Low expression levels of key BA-producing enzymes predict poor recovery in mice. (A) The experimental setup of 5-FU treatment in Cyp8b1 KO mice. Heterozygous mice showing low messenger RNA expression levels of both Cyp7a1 and Cyp8b1 (0.01-fold compared with WT mice) were categorized as HT-low. (B) Expression of key BA-producing enzymes in Cyp8b1 KO mice. Gene expression levels relative to Actb are shown (n = 10-30). (C) TBA levels measured in plasma of Cyp8b1 KO mice on day 8 after 5-FU treatment. Fold change relative to WT/HT is shown (n = 7-26). (D-F) Cellularity in PB of WT/HT or HT-low mice on day 8 after 5-FU treatment. Total cellularity (D), myeloid cells (E), and lymphoid cells (F) are shown (n = 8-34). (G-I) Cellularity in BM of WT/HT or HT-low mice on day 8 after 5-FU treatment. Total cellularity (G), myeloid cells (H), and lymphoid cells (I) in femur and tibia are shown (n = 8-34). (J-L) Cellularity of primitive cells in BM of WT/HT or HT-low mice after 5-FU treatment. Lineage⁻ cells (J), c-kit⁺ cells (K), and HSCs (defined as CD150⁺CD48⁻c-kit⁺Sca-I⁺lineage⁻ cells) (L) in femur and tibia are shown (n = 8-34). (M) BA composition in recovery on day 8 after 5-FU injection (n = 7-24).

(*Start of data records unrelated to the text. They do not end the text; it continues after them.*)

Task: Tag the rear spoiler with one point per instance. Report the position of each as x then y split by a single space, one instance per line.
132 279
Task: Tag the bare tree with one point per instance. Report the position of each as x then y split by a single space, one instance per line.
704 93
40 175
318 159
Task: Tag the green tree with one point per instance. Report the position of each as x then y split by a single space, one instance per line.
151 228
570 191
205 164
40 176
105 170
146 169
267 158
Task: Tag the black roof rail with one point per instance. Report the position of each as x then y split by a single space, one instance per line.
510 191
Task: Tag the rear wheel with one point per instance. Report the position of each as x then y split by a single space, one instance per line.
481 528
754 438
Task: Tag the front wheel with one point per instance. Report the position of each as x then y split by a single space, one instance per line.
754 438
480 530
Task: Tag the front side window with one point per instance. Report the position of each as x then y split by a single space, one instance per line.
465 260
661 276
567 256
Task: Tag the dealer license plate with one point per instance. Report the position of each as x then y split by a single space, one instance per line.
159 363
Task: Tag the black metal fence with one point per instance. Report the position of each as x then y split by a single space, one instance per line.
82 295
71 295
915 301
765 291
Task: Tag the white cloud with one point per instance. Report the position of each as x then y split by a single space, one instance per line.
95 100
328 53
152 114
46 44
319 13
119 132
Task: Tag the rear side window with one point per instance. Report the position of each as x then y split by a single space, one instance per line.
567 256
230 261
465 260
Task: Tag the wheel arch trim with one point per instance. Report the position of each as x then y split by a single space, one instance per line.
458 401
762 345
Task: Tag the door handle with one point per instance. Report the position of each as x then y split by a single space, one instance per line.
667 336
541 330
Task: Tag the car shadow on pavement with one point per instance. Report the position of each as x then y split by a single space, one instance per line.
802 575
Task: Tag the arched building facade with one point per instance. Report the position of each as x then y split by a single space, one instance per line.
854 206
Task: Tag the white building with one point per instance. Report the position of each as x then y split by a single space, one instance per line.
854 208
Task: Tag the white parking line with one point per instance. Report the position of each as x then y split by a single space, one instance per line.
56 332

Results are presented as means ± SEM. *P < .05; **P < .01; ***P < .001; ****P < .0001.

Figure 4.

BA supplementation improves recovery after 5-FU chemotherapy. (A) The experimental setup of TUDCA supplementation in 5-FU–treated mice. (B-D) Cellularity in BM of TUDCA-treated mice on day 6. Total BM cells (B), lineage⁻ cells (C), and HSPCs (defined as lineage⁻CD48⁻CD244⁻CD150⁺ cells) (D) in femur and tibia are shown (n = 10-11). (E-H) Cellularity in BM of TUDCA-treated mice on day 8. Total BM cells (E), myeloid cells (F), lymphoid cells (G), and lineage⁻ cells (H) in femur and tibia are shown (n = 14-15). (I) Flow cytometry plots showing the Sca-I and c-kit expression pattern on lineage⁻ BM cells of PBS- and TUDCA-treated mice on day 8. The gate represents c-kit⁺Sca-I⁺lineage⁻ (KSL) cells. (J-L) Cellularity of primitive cells in BM of the TUDCA-treated mice on day 8. c-Kit⁺ cells (J), KSL cells (K), and HSCs (defined as CD150⁺CD48⁻KSL) (L) in femur and tibia are shown (n = 14-15). Results are presented as means ± SEM. *P < .05; **P < .01; ***P < .001; ****P < .0001.

Figure 5.

Lowering of the ER stress response supports faster recovery after chemotherapy. (A) The experimental setup of 5-FU and SB injection into mice. (B-D) Cellularity in BM and PB of the SB-treated mice on day 8. Total BM cells (B), BM lineage⁻ cells (C), BM B cells (D), and PB B cells (E) in femur and tibia are shown. (F) The experimental setup of 5-FU treatment of Ddit3 KO mice (n = 13). (G-K) Cellularity in BM and PB of treated Ddit3 KO mice on day 8. Total BM (G), lineage⁻ cells (H), c-kit⁺ cells (I), KSL cells (J), and HSCs (defined as CD150⁺CD48⁻ KSL) (K) in BM of the treated Ddit3 KO mice are shown (n = 11). (L) Lineage⁻ BM cells of WT or Ddit3 KO mice on day 8 after 5-FU treatment, with or without supplementation of TUDCA. Mice were compared with KO mice that were treated with PBS (n = 5-15). Results are presented as means ± SEM. *P < .05; **P < .01; ***P < .001.